Cependant Van Mitten, non sans peine, parvint à le calmer. Kéraban consentit donc à se soumettre aux exigences de la visite, à laisser fouiller ses malles, et il acquitta les droits de douane, non sans avoir à plusieurs reprises émis cette réflexion absolument juste:
«Décidément, les gouvernements sont tous les mêmes et ne valent pas l'écorce d'une pastèque!»
Enfin la frontière roumaine fut franchie d'un trait, et la chaise se lançait à travers cette portion de la Bessarabie que dessine le littoral de la mer Noire vers le nord-est.

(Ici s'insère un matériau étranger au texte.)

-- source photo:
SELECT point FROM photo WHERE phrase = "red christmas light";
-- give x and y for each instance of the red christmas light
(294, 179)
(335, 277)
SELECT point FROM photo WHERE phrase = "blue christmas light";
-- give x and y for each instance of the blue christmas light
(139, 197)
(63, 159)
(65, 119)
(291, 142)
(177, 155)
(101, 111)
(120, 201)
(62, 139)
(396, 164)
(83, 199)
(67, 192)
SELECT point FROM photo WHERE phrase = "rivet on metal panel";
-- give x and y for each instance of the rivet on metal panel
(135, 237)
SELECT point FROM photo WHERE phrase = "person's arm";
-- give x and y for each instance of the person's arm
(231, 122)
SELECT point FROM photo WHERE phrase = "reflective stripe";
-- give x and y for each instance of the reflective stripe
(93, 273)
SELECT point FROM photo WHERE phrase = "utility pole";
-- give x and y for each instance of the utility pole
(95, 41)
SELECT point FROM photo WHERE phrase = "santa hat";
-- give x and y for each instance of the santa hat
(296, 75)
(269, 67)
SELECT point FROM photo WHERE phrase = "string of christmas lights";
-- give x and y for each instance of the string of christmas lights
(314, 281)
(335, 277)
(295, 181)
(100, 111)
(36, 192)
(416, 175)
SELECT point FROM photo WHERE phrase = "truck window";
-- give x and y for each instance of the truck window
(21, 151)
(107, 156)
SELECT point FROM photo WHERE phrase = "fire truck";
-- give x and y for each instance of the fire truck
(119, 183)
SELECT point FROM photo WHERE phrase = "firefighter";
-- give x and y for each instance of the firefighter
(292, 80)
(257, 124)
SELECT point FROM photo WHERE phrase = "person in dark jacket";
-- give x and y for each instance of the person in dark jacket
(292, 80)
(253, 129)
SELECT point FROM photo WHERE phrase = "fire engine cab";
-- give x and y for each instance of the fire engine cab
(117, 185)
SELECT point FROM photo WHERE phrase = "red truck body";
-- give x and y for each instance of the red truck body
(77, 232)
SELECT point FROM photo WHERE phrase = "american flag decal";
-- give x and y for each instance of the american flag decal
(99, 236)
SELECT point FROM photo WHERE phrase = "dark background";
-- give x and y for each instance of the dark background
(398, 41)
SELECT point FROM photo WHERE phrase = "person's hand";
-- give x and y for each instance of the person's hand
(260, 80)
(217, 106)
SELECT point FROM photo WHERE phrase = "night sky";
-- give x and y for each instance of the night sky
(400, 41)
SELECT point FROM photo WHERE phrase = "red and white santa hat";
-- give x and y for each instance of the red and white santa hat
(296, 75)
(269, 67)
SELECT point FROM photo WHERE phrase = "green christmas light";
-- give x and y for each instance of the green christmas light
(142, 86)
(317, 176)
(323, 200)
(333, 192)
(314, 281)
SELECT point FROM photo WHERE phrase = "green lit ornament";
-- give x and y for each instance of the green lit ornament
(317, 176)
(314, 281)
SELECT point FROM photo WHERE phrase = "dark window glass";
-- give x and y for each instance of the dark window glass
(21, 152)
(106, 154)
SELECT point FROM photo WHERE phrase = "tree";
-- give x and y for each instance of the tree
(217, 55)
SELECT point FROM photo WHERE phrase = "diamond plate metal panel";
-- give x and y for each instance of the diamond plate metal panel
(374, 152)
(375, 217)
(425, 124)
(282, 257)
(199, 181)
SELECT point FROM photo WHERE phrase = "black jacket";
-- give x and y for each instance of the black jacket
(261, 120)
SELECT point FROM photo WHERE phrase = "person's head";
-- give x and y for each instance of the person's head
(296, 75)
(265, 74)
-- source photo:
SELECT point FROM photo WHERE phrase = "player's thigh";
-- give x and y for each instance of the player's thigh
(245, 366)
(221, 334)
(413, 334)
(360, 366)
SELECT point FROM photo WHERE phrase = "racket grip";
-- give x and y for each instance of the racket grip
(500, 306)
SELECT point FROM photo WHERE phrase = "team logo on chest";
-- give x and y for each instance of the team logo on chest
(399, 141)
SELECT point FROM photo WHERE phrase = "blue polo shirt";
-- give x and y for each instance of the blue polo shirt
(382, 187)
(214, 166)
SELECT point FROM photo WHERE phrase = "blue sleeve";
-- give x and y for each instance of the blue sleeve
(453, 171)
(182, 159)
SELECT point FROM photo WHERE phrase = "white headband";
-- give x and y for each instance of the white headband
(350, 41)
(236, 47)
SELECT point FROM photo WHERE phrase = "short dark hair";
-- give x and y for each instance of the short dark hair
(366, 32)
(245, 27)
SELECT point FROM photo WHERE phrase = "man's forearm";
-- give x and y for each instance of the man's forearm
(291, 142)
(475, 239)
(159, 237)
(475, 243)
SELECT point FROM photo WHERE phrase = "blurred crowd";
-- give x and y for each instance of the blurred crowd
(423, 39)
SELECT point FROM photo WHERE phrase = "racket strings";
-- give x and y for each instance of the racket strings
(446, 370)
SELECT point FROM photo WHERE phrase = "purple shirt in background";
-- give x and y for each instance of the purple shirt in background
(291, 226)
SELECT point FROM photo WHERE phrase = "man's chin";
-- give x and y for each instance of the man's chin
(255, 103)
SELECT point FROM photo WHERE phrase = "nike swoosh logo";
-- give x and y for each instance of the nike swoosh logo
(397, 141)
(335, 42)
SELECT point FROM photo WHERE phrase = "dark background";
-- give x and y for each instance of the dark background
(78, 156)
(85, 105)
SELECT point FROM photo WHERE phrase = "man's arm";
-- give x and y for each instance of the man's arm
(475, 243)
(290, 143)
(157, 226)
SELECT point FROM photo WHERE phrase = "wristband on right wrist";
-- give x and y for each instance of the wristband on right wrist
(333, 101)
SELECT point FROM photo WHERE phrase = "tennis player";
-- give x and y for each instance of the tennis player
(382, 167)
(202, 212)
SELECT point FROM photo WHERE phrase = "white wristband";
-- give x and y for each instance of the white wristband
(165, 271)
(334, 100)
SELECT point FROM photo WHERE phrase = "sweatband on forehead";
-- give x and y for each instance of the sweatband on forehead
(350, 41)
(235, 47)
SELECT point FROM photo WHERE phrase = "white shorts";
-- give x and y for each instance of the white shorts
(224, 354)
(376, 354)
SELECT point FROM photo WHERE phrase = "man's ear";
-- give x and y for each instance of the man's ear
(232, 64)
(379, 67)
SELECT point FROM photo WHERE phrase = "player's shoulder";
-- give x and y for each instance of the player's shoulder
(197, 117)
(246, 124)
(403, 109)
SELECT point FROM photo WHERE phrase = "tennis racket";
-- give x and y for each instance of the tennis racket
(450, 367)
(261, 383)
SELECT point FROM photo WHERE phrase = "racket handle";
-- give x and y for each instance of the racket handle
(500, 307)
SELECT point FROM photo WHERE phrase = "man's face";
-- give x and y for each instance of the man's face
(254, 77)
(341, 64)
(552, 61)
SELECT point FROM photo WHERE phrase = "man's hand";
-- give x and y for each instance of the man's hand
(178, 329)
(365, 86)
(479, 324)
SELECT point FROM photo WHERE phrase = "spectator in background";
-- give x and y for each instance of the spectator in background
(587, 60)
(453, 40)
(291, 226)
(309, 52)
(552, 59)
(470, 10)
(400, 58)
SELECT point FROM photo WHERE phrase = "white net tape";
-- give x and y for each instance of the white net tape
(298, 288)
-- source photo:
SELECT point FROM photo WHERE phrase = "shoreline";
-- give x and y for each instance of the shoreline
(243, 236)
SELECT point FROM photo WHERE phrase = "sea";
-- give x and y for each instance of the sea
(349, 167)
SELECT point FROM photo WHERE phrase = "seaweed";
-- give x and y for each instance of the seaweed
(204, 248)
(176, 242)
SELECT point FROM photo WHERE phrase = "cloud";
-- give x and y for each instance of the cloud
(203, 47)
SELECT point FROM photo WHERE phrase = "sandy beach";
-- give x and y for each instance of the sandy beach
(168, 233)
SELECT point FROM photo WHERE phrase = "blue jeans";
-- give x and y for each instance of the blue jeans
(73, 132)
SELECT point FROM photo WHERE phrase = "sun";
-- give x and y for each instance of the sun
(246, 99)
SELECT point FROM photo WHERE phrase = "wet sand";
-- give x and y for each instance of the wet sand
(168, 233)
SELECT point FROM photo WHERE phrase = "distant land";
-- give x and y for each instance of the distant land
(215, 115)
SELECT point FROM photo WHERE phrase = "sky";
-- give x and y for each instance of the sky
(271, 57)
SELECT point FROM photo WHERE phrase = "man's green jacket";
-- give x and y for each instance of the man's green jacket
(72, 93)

Le seigneur Kéraban et Van Mitten n'étaient plus qu'à une vingtaine de lieues d'Odessa.
VIII
OU LE LECTEUR FERA VOLONTIERS CONNAISSANCE AVEC LA JEUNE AMASIA ET SON FIANCÉ AHMET.
La jeune Amasia, fille unique du banquier Sélim, d'origine turque, et sa suivante, Nedjeb, se promenaient en causant dans la galerie d'une habitation charmante, dont les jardins s'étendaient en terrasses jusqu'au bord de la mer Noire.
De la dernière terrasse, dont les marches se baignaient dans les eaux, calmes ce jour-là, mais souvent battues par les vents d'est de l'antique Pont-Euxin, Odessa se montrait, à une demi-lieue vers le sud, dans toute sa splendeur.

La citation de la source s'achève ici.